Insecticide treatment being applied at the block level (i.e., whole block), our design corresponds to a split-plot experiment which requires adapting the calculation of degrees of freedom and mean sum of squares of residuals (Altman and Krzywinski 2015). This was achieved using linear mixed effect models (LMM), with Block and Block × Insecticide as random factors (1|Block: Insecticide in R syntax). At the individual sapling level, plot identity was included as an additional random factor, nested within block, to account for the fact that individual trees from the same family were pseudo-replicates within plots (Schielzeth and Nakagawa 2013). Mother tree identity (MT), insecticide treatment (+H vs. –H), PGD of the plot and their interactions were declared as fixed effects. The full model was simplified by sequentially removing non-significant interactions terms, starting with the highest order interaction, to finally retain the least parameterized models including only simple terms and significant interaction terms. Significance of parameters was assessed using χ2 tests by comparing models with and without the term to be tested. Parameters corresponding to fixed effects were estimated by maximum likelihood. A log+1 transformation was applied to herbivory data to meet assumptions of homogeneity in variance and normality in residuals.

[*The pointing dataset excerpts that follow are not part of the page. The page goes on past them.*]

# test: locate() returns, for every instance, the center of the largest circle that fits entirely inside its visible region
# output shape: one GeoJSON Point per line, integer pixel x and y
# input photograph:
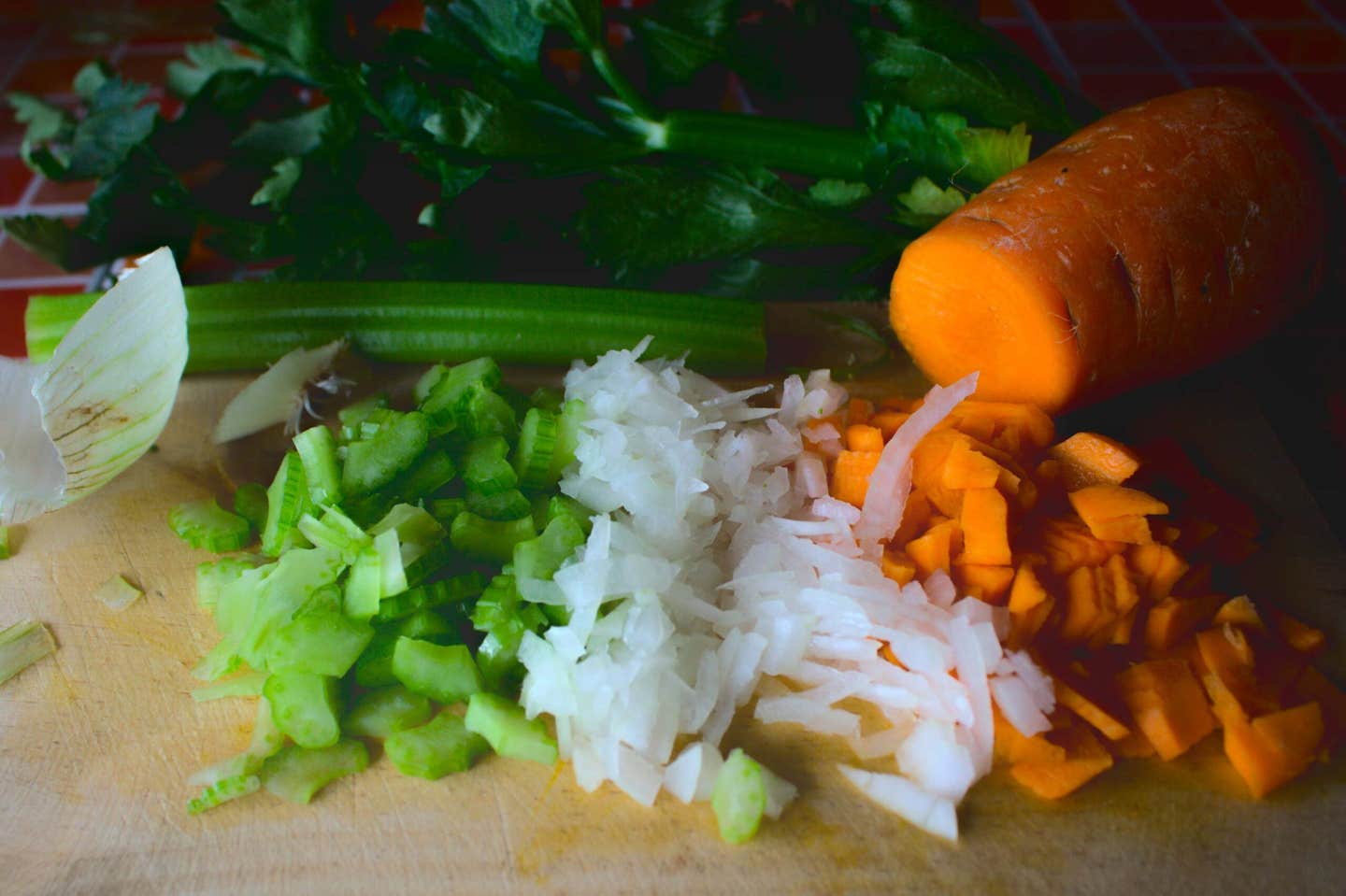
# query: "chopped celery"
{"type": "Point", "coordinates": [318, 453]}
{"type": "Point", "coordinates": [373, 463]}
{"type": "Point", "coordinates": [306, 706]}
{"type": "Point", "coordinates": [455, 590]}
{"type": "Point", "coordinates": [205, 523]}
{"type": "Point", "coordinates": [508, 730]}
{"type": "Point", "coordinates": [489, 538]}
{"type": "Point", "coordinates": [296, 773]}
{"type": "Point", "coordinates": [245, 685]}
{"type": "Point", "coordinates": [213, 575]}
{"type": "Point", "coordinates": [286, 504]}
{"type": "Point", "coordinates": [391, 569]}
{"type": "Point", "coordinates": [251, 504]}
{"type": "Point", "coordinates": [365, 584]}
{"type": "Point", "coordinates": [379, 713]}
{"type": "Point", "coordinates": [444, 673]}
{"type": "Point", "coordinates": [536, 448]}
{"type": "Point", "coordinates": [485, 467]}
{"type": "Point", "coordinates": [437, 748]}
{"type": "Point", "coordinates": [739, 798]}
{"type": "Point", "coordinates": [21, 645]}
{"type": "Point", "coordinates": [324, 644]}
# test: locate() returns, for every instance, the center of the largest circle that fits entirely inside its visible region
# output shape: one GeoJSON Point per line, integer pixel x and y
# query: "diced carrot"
{"type": "Point", "coordinates": [1303, 638]}
{"type": "Point", "coordinates": [859, 410]}
{"type": "Point", "coordinates": [1239, 611]}
{"type": "Point", "coordinates": [1030, 604]}
{"type": "Point", "coordinates": [898, 566]}
{"type": "Point", "coordinates": [1067, 545]}
{"type": "Point", "coordinates": [1275, 748]}
{"type": "Point", "coordinates": [1085, 761]}
{"type": "Point", "coordinates": [966, 467]}
{"type": "Point", "coordinates": [1167, 704]}
{"type": "Point", "coordinates": [1012, 747]}
{"type": "Point", "coordinates": [915, 519]}
{"type": "Point", "coordinates": [1175, 618]}
{"type": "Point", "coordinates": [1089, 709]}
{"type": "Point", "coordinates": [851, 476]}
{"type": "Point", "coordinates": [863, 437]}
{"type": "Point", "coordinates": [889, 421]}
{"type": "Point", "coordinates": [936, 549]}
{"type": "Point", "coordinates": [1089, 459]}
{"type": "Point", "coordinates": [1159, 568]}
{"type": "Point", "coordinates": [990, 584]}
{"type": "Point", "coordinates": [985, 528]}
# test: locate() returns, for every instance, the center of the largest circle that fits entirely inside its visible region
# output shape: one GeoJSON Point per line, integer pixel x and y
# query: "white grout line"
{"type": "Point", "coordinates": [1275, 64]}
{"type": "Point", "coordinates": [1039, 28]}
{"type": "Point", "coordinates": [1155, 43]}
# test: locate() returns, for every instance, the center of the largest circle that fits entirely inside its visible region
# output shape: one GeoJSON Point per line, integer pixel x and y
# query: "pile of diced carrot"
{"type": "Point", "coordinates": [1110, 562]}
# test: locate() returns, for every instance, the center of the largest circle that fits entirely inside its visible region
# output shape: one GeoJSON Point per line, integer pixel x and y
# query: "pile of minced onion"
{"type": "Point", "coordinates": [719, 571]}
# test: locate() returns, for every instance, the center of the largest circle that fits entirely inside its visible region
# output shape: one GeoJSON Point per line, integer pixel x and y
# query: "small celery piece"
{"type": "Point", "coordinates": [739, 798]}
{"type": "Point", "coordinates": [536, 448]}
{"type": "Point", "coordinates": [336, 532]}
{"type": "Point", "coordinates": [486, 468]}
{"type": "Point", "coordinates": [431, 473]}
{"type": "Point", "coordinates": [455, 590]}
{"type": "Point", "coordinates": [508, 730]}
{"type": "Point", "coordinates": [251, 504]}
{"type": "Point", "coordinates": [287, 499]}
{"type": "Point", "coordinates": [306, 706]}
{"type": "Point", "coordinates": [489, 538]}
{"type": "Point", "coordinates": [118, 593]}
{"type": "Point", "coordinates": [21, 645]}
{"type": "Point", "coordinates": [566, 436]}
{"type": "Point", "coordinates": [318, 453]}
{"type": "Point", "coordinates": [323, 644]}
{"type": "Point", "coordinates": [207, 525]}
{"type": "Point", "coordinates": [392, 574]}
{"type": "Point", "coordinates": [444, 673]}
{"type": "Point", "coordinates": [297, 773]}
{"type": "Point", "coordinates": [245, 685]}
{"type": "Point", "coordinates": [413, 525]}
{"type": "Point", "coordinates": [443, 393]}
{"type": "Point", "coordinates": [387, 711]}
{"type": "Point", "coordinates": [543, 556]}
{"type": "Point", "coordinates": [351, 416]}
{"type": "Point", "coordinates": [437, 748]}
{"type": "Point", "coordinates": [373, 463]}
{"type": "Point", "coordinates": [213, 575]}
{"type": "Point", "coordinates": [365, 584]}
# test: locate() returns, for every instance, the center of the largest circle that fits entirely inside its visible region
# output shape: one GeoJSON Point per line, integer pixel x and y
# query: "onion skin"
{"type": "Point", "coordinates": [1153, 242]}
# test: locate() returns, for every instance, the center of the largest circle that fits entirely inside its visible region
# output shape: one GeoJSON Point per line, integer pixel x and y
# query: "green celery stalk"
{"type": "Point", "coordinates": [250, 324]}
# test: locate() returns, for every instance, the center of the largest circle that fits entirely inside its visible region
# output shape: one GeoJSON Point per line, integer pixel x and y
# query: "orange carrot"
{"type": "Point", "coordinates": [1151, 242]}
{"type": "Point", "coordinates": [1089, 459]}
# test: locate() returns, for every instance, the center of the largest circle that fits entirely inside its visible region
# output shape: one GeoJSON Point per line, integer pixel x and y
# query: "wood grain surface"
{"type": "Point", "coordinates": [97, 742]}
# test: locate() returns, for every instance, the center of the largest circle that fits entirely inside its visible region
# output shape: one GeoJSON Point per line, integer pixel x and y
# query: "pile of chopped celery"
{"type": "Point", "coordinates": [388, 600]}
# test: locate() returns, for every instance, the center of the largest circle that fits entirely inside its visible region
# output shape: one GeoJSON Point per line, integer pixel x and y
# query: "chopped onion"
{"type": "Point", "coordinates": [98, 404]}
{"type": "Point", "coordinates": [118, 593]}
{"type": "Point", "coordinates": [279, 396]}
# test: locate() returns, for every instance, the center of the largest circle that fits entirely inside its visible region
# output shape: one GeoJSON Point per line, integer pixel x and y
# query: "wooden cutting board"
{"type": "Point", "coordinates": [97, 742]}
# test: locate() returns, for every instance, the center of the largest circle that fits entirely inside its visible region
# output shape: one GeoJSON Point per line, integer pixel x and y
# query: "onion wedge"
{"type": "Point", "coordinates": [98, 404]}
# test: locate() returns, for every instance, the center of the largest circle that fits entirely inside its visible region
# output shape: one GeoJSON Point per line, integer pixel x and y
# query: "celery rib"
{"type": "Point", "coordinates": [248, 324]}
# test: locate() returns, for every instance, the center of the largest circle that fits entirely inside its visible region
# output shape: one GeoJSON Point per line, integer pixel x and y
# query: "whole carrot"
{"type": "Point", "coordinates": [1153, 241]}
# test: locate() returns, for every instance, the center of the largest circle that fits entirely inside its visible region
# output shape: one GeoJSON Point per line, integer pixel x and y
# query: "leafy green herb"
{"type": "Point", "coordinates": [517, 140]}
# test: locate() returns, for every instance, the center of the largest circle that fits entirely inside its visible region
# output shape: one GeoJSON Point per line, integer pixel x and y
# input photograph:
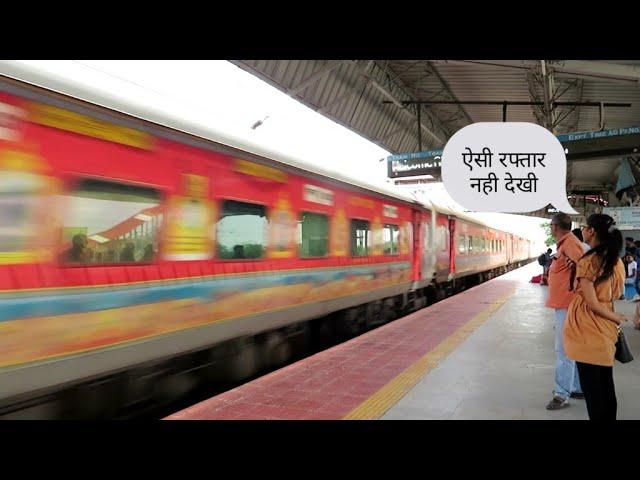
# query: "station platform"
{"type": "Point", "coordinates": [486, 353]}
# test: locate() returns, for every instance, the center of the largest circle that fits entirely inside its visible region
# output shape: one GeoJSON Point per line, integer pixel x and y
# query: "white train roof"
{"type": "Point", "coordinates": [41, 77]}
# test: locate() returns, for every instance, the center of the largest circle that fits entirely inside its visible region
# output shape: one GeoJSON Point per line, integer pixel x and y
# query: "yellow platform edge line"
{"type": "Point", "coordinates": [385, 398]}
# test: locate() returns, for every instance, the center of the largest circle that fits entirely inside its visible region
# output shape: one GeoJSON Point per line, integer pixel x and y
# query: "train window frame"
{"type": "Point", "coordinates": [299, 230]}
{"type": "Point", "coordinates": [72, 184]}
{"type": "Point", "coordinates": [462, 244]}
{"type": "Point", "coordinates": [351, 238]}
{"type": "Point", "coordinates": [220, 209]}
{"type": "Point", "coordinates": [396, 244]}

Analyses at the plot level were carried out using the method developed by Loreau and Hector (2001) and adapted by Unsicker et al (2008) to partition the net effect of PGD on herbivory into a complementarity effect (CE) and a selection effect (SE). Net, complementarity and selection effects were used to upscale observations from the individual plant to the plot level while accounting for family-specific differences. The net effect compares observed vs. expected damage in a given mixture, where expected damage is the mean of damage observed in component monocultures weighted by the proportion of families in the mixture. The full description of these indices is provided as supplementary material (Appendix S2). We used analyses of variance (ANOVA) to test for differences in herbivory for each effect (net, complementarity and selection effects), and applied two sided t-tests to determine if these effects were significantly different from zero.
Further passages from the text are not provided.